L’Escambray abrite une grande diversité de caféiers : on y trouve plusieurs variétés d’arabica, l’Isla 614, le robusta, les Caturras rouge et jaune et le café d’or.

L’Isla 614, cultivé par Lisván, est produit par une greffe réalisée sur l’arabica afin d’élever les rendements et la qualité des grains. Son utilisation permet aussi de limiter la dégradation des sols en terrain escarpé, un relief que l’on retrouve dans presque tout l’Escambray.

Quant au café d’or, c’est sans doute le plus prisé au monde. C’est cette variété qui est à l’origine du café Crystal Mountain, une marque phare du marché japonais, l’un des plus importants au monde.

Claro, qui cultive cette variété, ignore à combien s’élève son cours sur le marché nippon : une tonne de Crystal Mountain se négocie entre 14 000 et 16 000 dollars. Ce qui l’intéresse, c’est d’arracher quelques kilos de café par jour aux pentes de La Potencia avant de redescendre chez lui, à proximité de l’Hôtel Hanabanilla.

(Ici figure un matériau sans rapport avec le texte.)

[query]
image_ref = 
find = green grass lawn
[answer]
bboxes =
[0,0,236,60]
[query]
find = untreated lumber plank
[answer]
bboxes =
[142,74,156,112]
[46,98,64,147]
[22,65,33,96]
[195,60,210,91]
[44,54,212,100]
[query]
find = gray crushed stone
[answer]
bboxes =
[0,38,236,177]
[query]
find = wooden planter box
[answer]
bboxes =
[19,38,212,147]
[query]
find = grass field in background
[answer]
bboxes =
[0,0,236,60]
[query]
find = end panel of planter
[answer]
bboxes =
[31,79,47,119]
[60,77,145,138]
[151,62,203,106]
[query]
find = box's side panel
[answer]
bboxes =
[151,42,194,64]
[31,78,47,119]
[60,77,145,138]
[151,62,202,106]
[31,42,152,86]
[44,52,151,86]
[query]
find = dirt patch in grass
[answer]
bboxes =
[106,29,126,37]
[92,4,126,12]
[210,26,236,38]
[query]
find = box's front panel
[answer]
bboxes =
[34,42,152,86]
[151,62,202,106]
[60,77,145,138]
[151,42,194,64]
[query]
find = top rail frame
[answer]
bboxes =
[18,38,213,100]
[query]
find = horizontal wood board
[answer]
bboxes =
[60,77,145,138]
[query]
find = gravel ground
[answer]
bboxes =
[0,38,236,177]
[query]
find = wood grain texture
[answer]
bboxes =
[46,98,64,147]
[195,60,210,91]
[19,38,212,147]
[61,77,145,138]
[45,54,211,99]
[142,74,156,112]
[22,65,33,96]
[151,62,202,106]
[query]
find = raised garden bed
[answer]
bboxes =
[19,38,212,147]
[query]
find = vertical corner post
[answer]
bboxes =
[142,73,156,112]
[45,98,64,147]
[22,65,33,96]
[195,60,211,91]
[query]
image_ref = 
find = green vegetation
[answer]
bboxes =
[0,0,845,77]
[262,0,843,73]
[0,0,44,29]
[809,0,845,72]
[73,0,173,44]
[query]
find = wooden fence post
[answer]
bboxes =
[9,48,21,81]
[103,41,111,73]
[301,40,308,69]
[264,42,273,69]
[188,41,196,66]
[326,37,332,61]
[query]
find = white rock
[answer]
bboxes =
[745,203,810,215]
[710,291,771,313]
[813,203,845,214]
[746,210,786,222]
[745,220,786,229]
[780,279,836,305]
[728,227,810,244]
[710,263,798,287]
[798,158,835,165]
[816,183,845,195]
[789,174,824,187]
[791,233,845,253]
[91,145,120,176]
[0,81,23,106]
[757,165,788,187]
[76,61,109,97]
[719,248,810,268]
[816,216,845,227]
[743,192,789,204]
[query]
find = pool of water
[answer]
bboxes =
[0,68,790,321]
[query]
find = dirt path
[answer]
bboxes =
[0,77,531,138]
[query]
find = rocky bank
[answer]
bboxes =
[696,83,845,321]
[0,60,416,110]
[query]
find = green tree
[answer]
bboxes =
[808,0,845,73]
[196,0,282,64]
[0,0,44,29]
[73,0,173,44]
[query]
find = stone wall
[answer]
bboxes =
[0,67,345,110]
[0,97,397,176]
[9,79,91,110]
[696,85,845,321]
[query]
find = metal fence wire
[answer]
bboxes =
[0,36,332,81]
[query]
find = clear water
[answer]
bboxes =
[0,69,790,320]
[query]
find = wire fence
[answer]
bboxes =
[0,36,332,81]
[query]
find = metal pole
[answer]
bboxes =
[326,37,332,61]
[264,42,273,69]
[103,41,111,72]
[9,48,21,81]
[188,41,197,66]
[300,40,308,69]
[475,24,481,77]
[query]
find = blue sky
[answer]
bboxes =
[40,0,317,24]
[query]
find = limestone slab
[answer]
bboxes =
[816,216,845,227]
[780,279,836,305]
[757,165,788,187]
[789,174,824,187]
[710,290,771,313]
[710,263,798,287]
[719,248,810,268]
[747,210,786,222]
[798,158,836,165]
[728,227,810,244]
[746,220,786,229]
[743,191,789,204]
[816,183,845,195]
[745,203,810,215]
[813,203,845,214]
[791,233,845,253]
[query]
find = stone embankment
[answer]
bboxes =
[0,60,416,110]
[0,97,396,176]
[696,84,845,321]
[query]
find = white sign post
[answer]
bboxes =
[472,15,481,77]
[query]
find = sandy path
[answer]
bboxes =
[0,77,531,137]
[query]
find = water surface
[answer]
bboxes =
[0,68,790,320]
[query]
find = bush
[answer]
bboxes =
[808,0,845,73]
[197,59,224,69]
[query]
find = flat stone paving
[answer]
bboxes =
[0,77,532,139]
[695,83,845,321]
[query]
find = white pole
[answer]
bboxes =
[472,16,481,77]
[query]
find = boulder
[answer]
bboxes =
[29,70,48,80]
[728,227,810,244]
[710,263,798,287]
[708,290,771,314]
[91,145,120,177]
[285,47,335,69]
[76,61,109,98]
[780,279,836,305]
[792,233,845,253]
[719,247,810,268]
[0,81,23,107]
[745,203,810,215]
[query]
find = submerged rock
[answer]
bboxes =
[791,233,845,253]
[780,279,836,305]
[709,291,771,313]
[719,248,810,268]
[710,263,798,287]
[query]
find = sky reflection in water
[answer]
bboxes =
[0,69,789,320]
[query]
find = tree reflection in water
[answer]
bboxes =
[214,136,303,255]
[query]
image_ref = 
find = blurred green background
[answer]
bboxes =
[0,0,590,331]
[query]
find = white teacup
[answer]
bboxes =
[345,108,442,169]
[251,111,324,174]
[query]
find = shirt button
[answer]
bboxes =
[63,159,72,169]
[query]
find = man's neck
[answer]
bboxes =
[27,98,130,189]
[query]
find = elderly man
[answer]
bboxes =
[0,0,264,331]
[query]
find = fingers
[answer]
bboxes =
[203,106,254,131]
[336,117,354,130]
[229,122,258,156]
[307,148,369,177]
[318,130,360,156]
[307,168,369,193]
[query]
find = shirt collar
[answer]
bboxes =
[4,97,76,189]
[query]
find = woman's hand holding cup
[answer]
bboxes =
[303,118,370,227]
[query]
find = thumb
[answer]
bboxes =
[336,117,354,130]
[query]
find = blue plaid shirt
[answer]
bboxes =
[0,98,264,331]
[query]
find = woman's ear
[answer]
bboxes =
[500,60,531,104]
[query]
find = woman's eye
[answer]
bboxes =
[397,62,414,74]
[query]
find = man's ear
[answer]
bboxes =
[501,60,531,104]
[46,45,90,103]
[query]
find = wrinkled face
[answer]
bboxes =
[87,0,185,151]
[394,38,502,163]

Claro est incollable sur ces montagnes et leurs histoires ; loquace, il a le contact facile. Lisván en revanche est plus réservé. Agé de 47 ans et habitant la région depuis moins longtemps, il connaît peut-être moins bien l’Escambray que Claro, son aîné de 33 ans. Claro est né ici, sur la colline de Sition Marco alors que Lisván est venu de Cumanayagua. Malgré ces différences, les deux hommes sont unis par une même passion, le café et par cette dualité entre l’eau et la terre qui caractérise les habitants des rives du grand lac, une immense étendue d’eau douce qui semble leur appartenir. Tous deux cultivent les caféiers et sillonnent, en loup solitaire, les montagnes de l’Escambray.